We recently discovered that nicotine is a potent angiogenic agent both in vivo and in vitro.11 Nicotine stimulated migration, proliferation, and tube formation of endothelial cells in vitro, all of which are major steps of angiogenesis.18 The findings in the present study are consistent with our previous work and reports from other investigators showing that nicotine stimulates DNA synthesis and proliferation of endothelial cells in vitro.13,19 The mechanisms by which nicotine induces angiogenesis are likely multifactorial. Nicotine has been shown to directly alter the activity of endothelial nitric-oxide synthase and the release of prostacyclin in endothelial cells lines derived from dogs and humans.20-22 Furthermore, nicotine is known to induce changes in the release of growth factors such as of bFGF and TGF-ß1.23,24 Most recently, it was shown that nicotine and its major metabolite cotinine up-regulate the expression of vascular endothelial growth factor (VEGF) in endothelial cells.25 Changes in the expression of VEGF elicited by nicotine may help to explain the effects of this agent on atherosclerotic plaque neovascularization and tumor angiogenesis previously reported by our group.
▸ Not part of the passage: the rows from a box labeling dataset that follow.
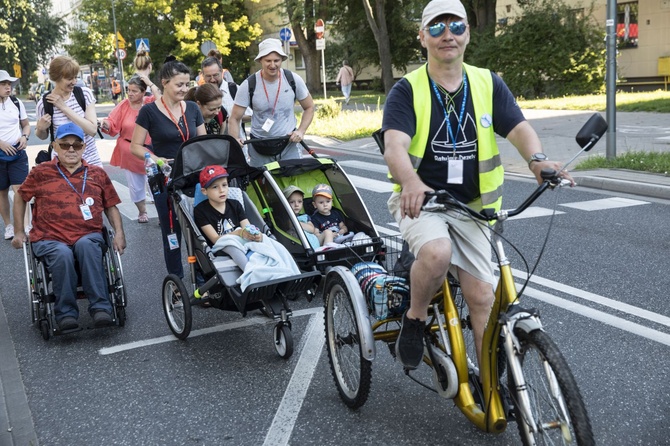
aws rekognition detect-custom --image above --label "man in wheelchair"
[12,123,126,331]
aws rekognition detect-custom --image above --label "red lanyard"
[161,96,190,141]
[261,70,281,117]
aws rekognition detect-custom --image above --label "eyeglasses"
[424,21,468,37]
[58,142,84,152]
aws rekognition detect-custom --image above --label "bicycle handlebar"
[421,169,570,221]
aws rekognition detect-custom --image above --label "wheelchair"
[23,227,127,341]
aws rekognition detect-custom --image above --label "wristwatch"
[528,152,549,166]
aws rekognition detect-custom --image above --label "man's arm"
[507,121,575,186]
[12,193,26,249]
[105,206,126,254]
[384,129,432,218]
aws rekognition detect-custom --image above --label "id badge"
[79,204,93,220]
[261,118,275,132]
[447,160,463,184]
[168,233,179,251]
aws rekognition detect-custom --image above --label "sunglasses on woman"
[425,21,467,37]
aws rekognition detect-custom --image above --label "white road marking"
[337,160,389,175]
[525,288,670,346]
[263,308,326,446]
[98,307,322,355]
[112,180,158,220]
[512,269,670,327]
[561,197,650,211]
[347,175,393,193]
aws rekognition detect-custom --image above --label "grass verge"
[575,152,670,175]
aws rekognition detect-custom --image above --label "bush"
[316,98,342,119]
[466,0,605,99]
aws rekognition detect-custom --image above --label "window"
[616,2,638,48]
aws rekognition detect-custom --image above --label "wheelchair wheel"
[324,276,372,409]
[273,322,293,359]
[163,274,193,340]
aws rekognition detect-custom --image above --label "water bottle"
[144,152,158,178]
[372,276,389,321]
[158,159,172,178]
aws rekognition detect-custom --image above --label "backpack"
[247,69,296,108]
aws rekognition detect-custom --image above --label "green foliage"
[466,0,605,98]
[316,98,342,119]
[325,0,425,77]
[0,0,65,88]
[67,0,262,81]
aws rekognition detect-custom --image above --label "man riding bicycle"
[382,0,571,369]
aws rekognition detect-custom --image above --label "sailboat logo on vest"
[431,109,477,161]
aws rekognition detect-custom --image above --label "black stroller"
[162,135,321,358]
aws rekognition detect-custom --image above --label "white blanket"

In this study the nAChR agonist, nicotine, significantly accelerated wound healing in diabetic mice. Nicotinic AChRs are widely expressed in human skin and are representatives of a diverse superfamily of pentameric, ligand-gated ion channels.26 Combinations of the various subunits offer a wide spectrum in both structure and function of the receptor. The endogenous ligand of the receptor is the nerve transmitter acetylcholine, which is abundant in human skin. Endothelial cells are also capable of making acetylcholine,12,27 which may act in an autocrine or paracrine manner to stimulate endothelial cell proliferation and angiogenesis (unpublished observations from our group).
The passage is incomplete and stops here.